L'Ordre

 

 

 

Tout d’abord, les changements que nous proposons ne seront pas effectifs à court terme, puisqu’il s’agit d’un chantier de grande envergure qui s’échelonnera sur quelques années.

Quant aux enjeux de pénurie de main-d’œuvre, l’expérience d’autres provinces canadiennes et pays a démontré que l’effectif poursuit sa croissance après l’adoption d’une norme d’entrée universitaire à la profession. Cela dit, nous ne croyons pas que la véritable solution à la pénurie de main-d’œuvre se limite à l’augmentation des effectifs. À preuve, nous n’en avons jamais autant formé!
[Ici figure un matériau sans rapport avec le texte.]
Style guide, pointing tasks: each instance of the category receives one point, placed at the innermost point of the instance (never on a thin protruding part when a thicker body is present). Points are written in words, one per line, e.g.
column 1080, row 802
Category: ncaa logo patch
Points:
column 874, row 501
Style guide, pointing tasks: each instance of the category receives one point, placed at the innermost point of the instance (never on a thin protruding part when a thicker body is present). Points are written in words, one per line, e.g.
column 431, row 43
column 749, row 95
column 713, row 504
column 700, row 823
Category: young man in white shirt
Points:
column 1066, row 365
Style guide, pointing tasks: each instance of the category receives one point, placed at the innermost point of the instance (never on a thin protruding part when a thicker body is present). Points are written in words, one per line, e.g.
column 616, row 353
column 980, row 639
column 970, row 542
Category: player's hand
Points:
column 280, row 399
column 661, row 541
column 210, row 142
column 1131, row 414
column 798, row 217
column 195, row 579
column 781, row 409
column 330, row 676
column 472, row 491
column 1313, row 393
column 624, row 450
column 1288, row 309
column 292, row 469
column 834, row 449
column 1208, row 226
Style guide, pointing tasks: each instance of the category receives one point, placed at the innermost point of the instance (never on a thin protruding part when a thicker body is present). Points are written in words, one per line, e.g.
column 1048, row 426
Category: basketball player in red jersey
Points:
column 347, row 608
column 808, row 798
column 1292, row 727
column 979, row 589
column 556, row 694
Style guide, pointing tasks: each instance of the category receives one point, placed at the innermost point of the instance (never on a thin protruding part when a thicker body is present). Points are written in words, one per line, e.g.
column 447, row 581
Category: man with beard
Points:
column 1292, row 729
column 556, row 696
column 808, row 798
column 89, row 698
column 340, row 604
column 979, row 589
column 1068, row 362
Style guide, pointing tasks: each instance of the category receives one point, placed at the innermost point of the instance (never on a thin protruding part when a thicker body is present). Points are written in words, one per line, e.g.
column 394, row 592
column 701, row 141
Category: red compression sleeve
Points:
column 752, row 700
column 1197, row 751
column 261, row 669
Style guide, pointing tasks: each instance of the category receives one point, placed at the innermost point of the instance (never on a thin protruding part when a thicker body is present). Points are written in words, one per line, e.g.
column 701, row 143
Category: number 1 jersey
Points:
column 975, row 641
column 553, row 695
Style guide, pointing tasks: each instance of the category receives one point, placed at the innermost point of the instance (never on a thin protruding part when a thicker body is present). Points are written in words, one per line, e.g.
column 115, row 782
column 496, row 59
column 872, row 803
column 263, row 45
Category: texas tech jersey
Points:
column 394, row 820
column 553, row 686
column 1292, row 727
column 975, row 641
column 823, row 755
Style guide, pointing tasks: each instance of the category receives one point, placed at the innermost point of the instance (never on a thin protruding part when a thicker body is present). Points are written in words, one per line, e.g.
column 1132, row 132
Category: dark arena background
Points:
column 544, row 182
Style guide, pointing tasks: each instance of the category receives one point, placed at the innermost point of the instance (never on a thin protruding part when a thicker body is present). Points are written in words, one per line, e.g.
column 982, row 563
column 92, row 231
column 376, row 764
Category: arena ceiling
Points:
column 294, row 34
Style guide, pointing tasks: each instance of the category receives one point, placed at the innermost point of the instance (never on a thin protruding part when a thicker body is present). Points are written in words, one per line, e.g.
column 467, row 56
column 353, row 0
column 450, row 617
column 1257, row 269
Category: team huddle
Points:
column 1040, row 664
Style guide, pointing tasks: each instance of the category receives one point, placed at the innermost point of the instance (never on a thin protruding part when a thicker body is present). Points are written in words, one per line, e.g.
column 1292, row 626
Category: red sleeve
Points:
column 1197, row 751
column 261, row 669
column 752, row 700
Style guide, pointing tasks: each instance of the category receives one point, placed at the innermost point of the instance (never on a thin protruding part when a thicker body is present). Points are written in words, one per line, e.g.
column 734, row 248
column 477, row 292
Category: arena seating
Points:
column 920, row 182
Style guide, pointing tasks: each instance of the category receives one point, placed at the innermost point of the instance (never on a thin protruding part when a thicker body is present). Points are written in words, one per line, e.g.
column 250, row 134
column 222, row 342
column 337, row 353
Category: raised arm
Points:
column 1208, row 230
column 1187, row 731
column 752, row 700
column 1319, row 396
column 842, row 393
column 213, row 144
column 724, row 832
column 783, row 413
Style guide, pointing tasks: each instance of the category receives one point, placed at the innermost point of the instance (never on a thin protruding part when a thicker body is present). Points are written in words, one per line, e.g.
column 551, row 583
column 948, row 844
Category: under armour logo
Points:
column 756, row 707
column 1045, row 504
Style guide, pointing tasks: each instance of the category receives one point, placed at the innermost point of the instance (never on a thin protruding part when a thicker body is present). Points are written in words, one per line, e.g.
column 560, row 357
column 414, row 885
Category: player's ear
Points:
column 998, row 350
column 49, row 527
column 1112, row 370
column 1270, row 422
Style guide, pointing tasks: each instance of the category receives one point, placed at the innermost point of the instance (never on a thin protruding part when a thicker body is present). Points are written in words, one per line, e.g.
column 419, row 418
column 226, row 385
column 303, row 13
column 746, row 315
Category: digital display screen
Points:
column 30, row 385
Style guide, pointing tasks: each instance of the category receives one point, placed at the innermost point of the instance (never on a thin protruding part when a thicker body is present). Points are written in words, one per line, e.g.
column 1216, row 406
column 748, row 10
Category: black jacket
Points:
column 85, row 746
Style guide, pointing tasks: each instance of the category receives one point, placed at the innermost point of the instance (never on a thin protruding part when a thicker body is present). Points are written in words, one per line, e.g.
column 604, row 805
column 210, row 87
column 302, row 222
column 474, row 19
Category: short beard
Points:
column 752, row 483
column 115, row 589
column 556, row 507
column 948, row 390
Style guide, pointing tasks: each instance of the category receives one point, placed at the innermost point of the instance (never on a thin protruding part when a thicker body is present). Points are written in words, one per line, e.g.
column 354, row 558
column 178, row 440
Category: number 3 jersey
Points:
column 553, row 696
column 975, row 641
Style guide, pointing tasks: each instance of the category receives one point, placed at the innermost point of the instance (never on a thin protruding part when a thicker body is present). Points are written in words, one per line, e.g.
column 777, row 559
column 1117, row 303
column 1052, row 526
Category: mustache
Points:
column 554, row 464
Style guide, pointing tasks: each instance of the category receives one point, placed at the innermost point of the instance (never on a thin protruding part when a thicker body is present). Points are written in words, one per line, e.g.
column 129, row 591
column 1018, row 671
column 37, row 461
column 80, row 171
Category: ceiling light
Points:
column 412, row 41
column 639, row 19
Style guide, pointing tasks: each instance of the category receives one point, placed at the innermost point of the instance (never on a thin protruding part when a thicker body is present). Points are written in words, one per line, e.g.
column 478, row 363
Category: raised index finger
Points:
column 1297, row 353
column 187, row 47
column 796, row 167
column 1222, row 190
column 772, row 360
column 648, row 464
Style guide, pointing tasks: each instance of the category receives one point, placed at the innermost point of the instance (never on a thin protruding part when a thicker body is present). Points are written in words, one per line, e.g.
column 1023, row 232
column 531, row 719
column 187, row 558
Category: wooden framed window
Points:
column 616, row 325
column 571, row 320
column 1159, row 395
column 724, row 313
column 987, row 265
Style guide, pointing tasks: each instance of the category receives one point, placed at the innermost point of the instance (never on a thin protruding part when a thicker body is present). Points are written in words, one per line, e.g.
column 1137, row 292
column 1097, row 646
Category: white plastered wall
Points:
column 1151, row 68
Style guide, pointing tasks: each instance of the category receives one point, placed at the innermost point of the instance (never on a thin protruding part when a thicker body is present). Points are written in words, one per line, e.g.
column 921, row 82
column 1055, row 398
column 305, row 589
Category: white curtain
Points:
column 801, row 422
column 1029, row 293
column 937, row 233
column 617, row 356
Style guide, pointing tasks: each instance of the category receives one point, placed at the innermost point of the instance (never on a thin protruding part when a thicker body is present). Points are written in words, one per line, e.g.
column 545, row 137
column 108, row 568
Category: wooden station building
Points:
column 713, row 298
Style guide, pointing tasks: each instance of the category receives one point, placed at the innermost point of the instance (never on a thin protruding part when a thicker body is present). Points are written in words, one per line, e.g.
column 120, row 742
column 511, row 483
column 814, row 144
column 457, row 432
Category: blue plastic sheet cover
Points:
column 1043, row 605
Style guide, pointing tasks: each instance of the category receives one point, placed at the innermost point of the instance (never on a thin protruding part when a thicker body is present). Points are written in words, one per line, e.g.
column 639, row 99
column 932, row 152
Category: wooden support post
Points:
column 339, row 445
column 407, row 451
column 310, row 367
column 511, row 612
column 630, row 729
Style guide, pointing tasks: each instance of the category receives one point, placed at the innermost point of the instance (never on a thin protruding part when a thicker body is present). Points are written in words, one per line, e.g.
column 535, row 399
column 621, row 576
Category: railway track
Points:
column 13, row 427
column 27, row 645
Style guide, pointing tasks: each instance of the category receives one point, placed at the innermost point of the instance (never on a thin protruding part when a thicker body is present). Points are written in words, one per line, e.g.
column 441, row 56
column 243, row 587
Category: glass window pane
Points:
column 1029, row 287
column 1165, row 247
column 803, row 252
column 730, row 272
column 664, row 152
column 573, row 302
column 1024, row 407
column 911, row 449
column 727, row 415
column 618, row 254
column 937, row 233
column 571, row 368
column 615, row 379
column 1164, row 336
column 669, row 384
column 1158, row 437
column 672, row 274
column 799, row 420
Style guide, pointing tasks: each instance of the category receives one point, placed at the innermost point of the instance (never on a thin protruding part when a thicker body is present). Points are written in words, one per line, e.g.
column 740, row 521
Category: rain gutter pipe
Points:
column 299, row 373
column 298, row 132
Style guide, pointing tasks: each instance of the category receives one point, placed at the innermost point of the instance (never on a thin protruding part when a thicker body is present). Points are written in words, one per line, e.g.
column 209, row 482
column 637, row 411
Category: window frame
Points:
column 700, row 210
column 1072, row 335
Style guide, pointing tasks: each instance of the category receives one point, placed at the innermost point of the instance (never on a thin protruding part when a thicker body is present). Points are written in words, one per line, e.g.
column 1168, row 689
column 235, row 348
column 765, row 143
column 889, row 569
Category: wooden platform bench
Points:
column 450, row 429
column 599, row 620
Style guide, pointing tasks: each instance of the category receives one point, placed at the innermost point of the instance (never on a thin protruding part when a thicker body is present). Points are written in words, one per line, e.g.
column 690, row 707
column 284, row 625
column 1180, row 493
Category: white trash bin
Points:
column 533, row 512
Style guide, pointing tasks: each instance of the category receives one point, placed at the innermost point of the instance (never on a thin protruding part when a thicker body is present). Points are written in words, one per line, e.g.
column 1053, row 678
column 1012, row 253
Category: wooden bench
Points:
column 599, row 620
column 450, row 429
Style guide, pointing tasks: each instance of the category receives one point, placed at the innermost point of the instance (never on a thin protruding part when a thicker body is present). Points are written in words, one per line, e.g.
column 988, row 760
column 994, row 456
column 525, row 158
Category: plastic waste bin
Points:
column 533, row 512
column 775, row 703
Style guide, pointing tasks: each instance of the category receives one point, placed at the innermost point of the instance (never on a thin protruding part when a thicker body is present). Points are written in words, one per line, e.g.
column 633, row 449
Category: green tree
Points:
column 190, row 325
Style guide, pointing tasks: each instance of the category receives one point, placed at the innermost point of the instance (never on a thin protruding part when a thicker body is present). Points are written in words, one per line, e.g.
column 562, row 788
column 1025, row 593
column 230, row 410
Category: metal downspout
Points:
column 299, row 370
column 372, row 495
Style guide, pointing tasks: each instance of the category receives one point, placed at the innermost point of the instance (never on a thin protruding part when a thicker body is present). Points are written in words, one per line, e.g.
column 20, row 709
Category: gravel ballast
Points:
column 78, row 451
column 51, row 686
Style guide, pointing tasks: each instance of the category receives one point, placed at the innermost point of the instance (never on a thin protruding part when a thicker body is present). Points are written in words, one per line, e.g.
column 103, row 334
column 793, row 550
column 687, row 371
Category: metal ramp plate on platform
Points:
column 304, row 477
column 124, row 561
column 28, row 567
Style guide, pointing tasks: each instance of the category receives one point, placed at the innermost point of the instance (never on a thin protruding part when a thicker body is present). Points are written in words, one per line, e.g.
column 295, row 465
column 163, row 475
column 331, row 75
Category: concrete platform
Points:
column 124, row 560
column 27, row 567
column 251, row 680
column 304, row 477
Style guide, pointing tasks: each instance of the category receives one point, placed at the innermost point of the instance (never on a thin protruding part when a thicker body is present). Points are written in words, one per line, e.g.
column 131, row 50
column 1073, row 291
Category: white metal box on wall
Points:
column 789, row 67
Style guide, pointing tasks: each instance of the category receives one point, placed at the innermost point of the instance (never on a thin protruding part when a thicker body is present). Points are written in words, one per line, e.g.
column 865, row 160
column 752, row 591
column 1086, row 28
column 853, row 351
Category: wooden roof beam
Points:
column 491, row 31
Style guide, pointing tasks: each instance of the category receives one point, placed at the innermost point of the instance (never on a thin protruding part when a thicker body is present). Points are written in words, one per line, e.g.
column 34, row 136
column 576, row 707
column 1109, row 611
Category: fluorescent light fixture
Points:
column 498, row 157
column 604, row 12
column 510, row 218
Pour contrer la pénurie, les infirmières et infirmiers doivent d’abord et avant tout être en mesure de réaliser l’ensemble des activités qui relèvent de leur expertise. Cela suppose qu’ils puissent compter sur les connaissances nécessaires pour exercer pleinement leur rôle dès leur entrée dans la profession, sur des conditions de travail optimales, sur la présence d’intervenants en nombre suffisant et sur un soutien clinique adéquat.

De par sa mission, l’OIIQ doit s’assurer que les infirmières et infirmiers disposent de toutes les connaissances et compétences nécessaires, d’où sa proposition d’imposer la formation universitaire comme exigence minimale en vue d’exercer la profession. Il n’est cependant pas le seul à soutenir cette idée. Un bon nombre de groupes, d’associations d’infirmières et de directions de soins infirmiers partagent aussi ce point de vue. La formation universitaire pour les infirmières et infirmiers aussi fait l’objet d’une recommandation de la part des commissaires dans le cadre des États généraux de la profession.